ケアプランはどうなるのだ。今更、利用者に出来ないと言えないしケアマネジャーはどうするのだろう。
 もう後戻りも出来ないし、自重して対応していく他ない。保険料の返戻もあるかもしれない。
 その問題が頭に有り、予定の仕事が出来ない。一旦、部屋戻って昼食をした。電話の転送を忘れて来たので早々と戻って来た。
 おしゃべりのヘルパーさんが来たので、覚悟をしながら話を聞いた。取り留めも無い話だ。その間、視覚障害者から連絡が来た。困ったことに、クレームの上契約のキャンセルだ。

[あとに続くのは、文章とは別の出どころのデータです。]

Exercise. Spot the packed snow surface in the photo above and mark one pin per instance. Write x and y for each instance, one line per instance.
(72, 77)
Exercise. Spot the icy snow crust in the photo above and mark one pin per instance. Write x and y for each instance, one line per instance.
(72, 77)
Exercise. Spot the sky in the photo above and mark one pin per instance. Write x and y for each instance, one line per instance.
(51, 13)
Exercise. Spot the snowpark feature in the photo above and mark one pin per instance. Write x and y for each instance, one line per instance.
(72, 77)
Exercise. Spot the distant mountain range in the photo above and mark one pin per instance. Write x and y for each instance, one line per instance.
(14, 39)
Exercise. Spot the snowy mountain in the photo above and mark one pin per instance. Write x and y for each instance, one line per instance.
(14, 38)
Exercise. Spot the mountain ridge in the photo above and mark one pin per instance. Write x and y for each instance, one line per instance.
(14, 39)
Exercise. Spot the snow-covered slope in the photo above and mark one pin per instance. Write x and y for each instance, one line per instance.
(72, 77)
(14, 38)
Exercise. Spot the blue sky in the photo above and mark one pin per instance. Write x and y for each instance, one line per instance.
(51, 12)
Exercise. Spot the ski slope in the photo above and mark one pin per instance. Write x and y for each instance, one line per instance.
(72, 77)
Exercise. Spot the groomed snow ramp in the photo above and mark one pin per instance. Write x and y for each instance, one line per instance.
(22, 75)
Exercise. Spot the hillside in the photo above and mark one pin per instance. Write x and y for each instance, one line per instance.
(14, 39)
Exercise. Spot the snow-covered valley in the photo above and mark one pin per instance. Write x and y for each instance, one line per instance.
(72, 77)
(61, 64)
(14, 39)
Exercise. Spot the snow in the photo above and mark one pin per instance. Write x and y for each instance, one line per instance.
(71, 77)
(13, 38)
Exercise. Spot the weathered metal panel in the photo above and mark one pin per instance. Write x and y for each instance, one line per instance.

 支援費の担当者へ利用者の旦那さんからの電話だったが、「席を外している」と言うとお宅はどなたと言うので自分の氏名を言った。
 「ああ、佐藤さんの方が良い。お宅の責任者がうちの女房に、『ガイドヘルパーが居ないので、当社の派遣するガイドヘルパーが嫌なら契約を止めて、他の業者と契約して欲しい』と言ったようだが、その点を聞きたい。」
 と言い、
 「自分は視覚障害者の会の責任者をしているので、役所などにその旨話をしても良いが、折角、佐藤さんと知り合って援助をお願いしているのに不愉快な気持ちで辞めたくない。」
 などと言って、私に来て欲しいという。近いうちに話し合いに行きたいと返事をしたが、
 「今月一杯で辞めたいという気持ちは変らないが一度とにかく来てくれ。女房にも話をして欲しい。」
 そんな話をされたので、どうしてもその話を元に戻さないと、当社の支援費の浮沈を握っているかも知れない。
 「一人だけで終らない。これが始まりかもしれない。一人失ったら、10人失うと思っていたほうが良い。」
 という言葉に、何か得体の知れない圧力を感じた。
無責任な支援費管理者の言葉は、彼のどうしようもない面かも知れない。余りにトラブルが多過ぎる。そろそろ、決断の時か。